Big whoop. The thing is, when the numbers get real small, their program merges categories to ensure that student privacy is protected. Also, they won’t give access to the raw database nor will they let you select more than 3 categories to compare at once. So data mining this is a bit difficult.
- Obviously, they don’t want anybody to create something remotely automated from this data. There is no API, the numbers are probably fuzzed, the raw data is totally unavailable, and the stupid categories merge themselves.
- American Indians are always lumped into a single category, no matter what it is. I wonder if they even split the girls from the boys. Ha!
- If you’re just one person looking for better insight into your UC chances, you can of course bring up only the tables that are pertinent to you. One is easy, automated is hard. Sounds a bit like P/NP.
- There is a lot that you can extrapolate just from the numbers they give you. You can use a sort of logistic regression or an exponential curve. Those would probably be the best two models for this.
- Even if you modeled each of the statistics (SAT, GPA, high school API, ethnicity), you would need to determine weights for each of these if you wanted to make a chances calculator.
- Does a 4.0 from a really crappy school mean that low API scores boost your chances? Bad schools tend to have lower statistics though. It’s more about how unexpectedly high a GPA is based on environment.
- The ethnic advantage is so clear.
- “Export to XLS” actually uploads the HTML-encoded content, changes the file extension, and serves it back to you.

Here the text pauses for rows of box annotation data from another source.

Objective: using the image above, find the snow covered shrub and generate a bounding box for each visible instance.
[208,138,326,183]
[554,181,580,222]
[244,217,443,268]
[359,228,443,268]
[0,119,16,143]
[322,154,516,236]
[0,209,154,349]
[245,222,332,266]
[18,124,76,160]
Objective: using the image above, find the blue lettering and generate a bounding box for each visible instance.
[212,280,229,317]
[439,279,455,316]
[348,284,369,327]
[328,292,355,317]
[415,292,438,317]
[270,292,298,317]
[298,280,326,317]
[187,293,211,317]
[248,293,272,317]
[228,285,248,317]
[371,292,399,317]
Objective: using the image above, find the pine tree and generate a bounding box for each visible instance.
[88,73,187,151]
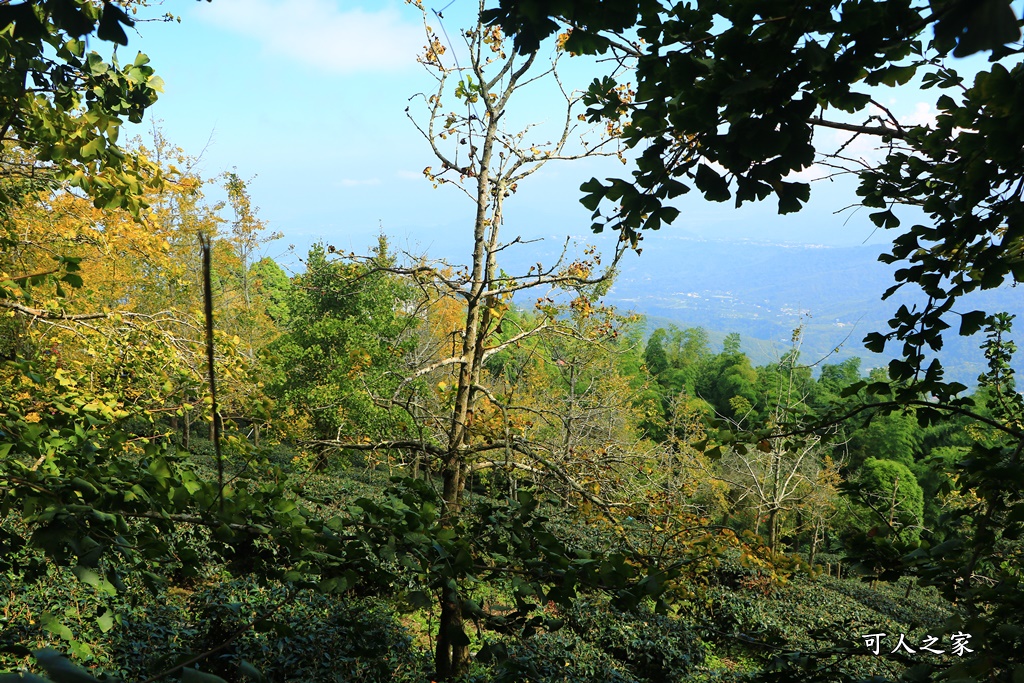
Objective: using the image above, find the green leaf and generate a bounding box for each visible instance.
[96,2,135,45]
[693,164,732,202]
[96,609,114,633]
[181,668,233,683]
[36,647,97,683]
[39,612,75,640]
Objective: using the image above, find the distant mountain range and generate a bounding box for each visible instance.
[507,237,1024,386]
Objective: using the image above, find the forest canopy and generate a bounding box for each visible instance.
[0,0,1024,683]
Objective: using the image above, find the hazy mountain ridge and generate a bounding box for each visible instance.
[606,238,1021,385]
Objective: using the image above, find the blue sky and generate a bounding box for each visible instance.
[112,0,999,276]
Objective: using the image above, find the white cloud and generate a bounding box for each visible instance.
[196,0,425,74]
[899,102,937,127]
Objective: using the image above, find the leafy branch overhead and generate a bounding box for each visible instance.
[484,0,1024,396]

Good fucking job, programmers.
- Based on a report they published, it is a C# application running on 2 load-balancing web frontend machines with 2 dedicated database machines. They all run Windows (oh brother).
- Such a database would be infrequently written to, but frequently read. Memcached would be a great boon here, but it’s not like they’re out to get 73GB of RAM.

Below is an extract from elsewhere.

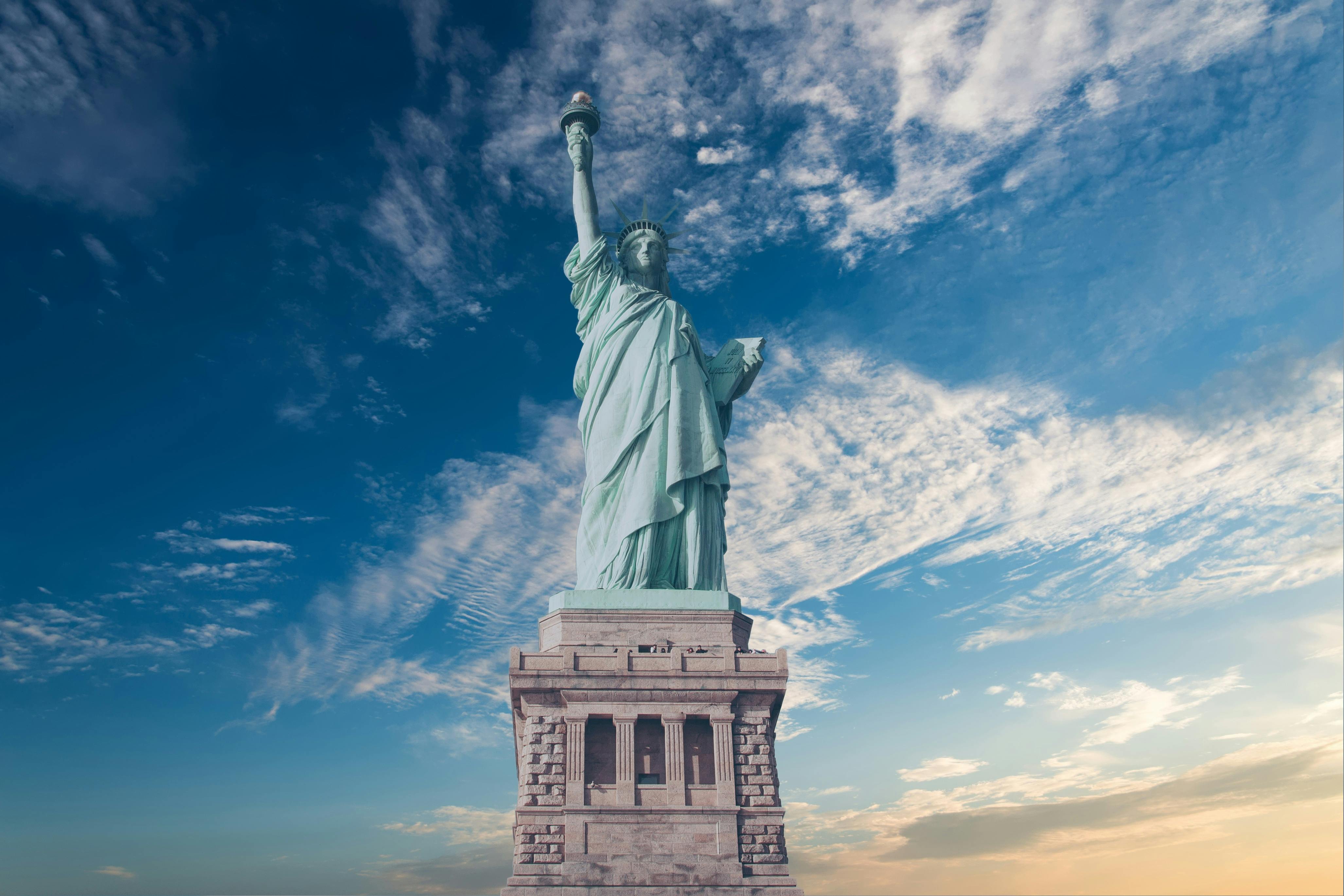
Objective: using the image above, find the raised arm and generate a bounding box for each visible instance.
[564,121,606,255]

- They use a local load balancer. All four servers are likely on their own private subnet, and getting the raw data wouldn’t be likely.

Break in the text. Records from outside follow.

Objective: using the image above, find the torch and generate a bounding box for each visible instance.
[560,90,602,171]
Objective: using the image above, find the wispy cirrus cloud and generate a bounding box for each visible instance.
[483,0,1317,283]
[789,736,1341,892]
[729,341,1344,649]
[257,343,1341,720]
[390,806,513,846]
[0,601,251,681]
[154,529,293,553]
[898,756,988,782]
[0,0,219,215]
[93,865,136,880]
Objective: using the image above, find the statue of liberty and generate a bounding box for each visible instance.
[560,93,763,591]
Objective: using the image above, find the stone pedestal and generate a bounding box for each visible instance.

- They claim to protect privacy “by aggregation”. Let’s see how that holds out.
I will update this page as I continue this exploration.
Update 1: I have plotted a couple of data points and find that SAT and GPA scores can be modeled with an exponential function fairly well. Each ethnicity of a specific school has only slight variations in the model coefficients.
It’s likely that many of the statistics about a specific student will yield statistics in the same approximate range. This is simply the nature of correlated statistics. A carefully weighted average of these probabilities should be a pretty good estimator of the actual admission probability.
Update 2: If certain colleges are supposedly more difficult to get in to, or have strong gender bias (CoE), how do I compensate for that? I will certainly need to pull data from outside sources to assist.
Update 3: The GPA curves fit exponential curves very well. The thing is, at extremes you get unrealistic values like probabilities greater than 1. To curb this, the maximum value is set at an unattainable high and bounds are placed near the ends. Typically, a value gets so close to 100% or 0% that any significant digits procured by regression are unimportant.
I have also implemented models to adjust for international status, ethnicity, field of study, high school state-wide API rank. The weighted, capped GPA that UC schools use will reflect UC-approved honors courses as a measure of rigor.
In truth, a large part of interpreting the results is up to the user. If they feel that their AP courseload is too easy or their IB programme is very challenging, then they should reflect that in their interpretation. This is turning out to a pretty good estimator of admission, even though it is only a historical comparison.
Update 4: I have completed a proof-of-concept design for the calculator under UC Berkeley. I am now collecting data for other schools. Merced is difficult, as it is nearly impossible to be rejected. Additionally, I must implement some check for the 3.00 GPA eligibility requirement for UC’s. I did not realize that I would have to go so low for some schools.
The finished product is up at rogerhub.com/uc-undergraduate-admissions-calculator.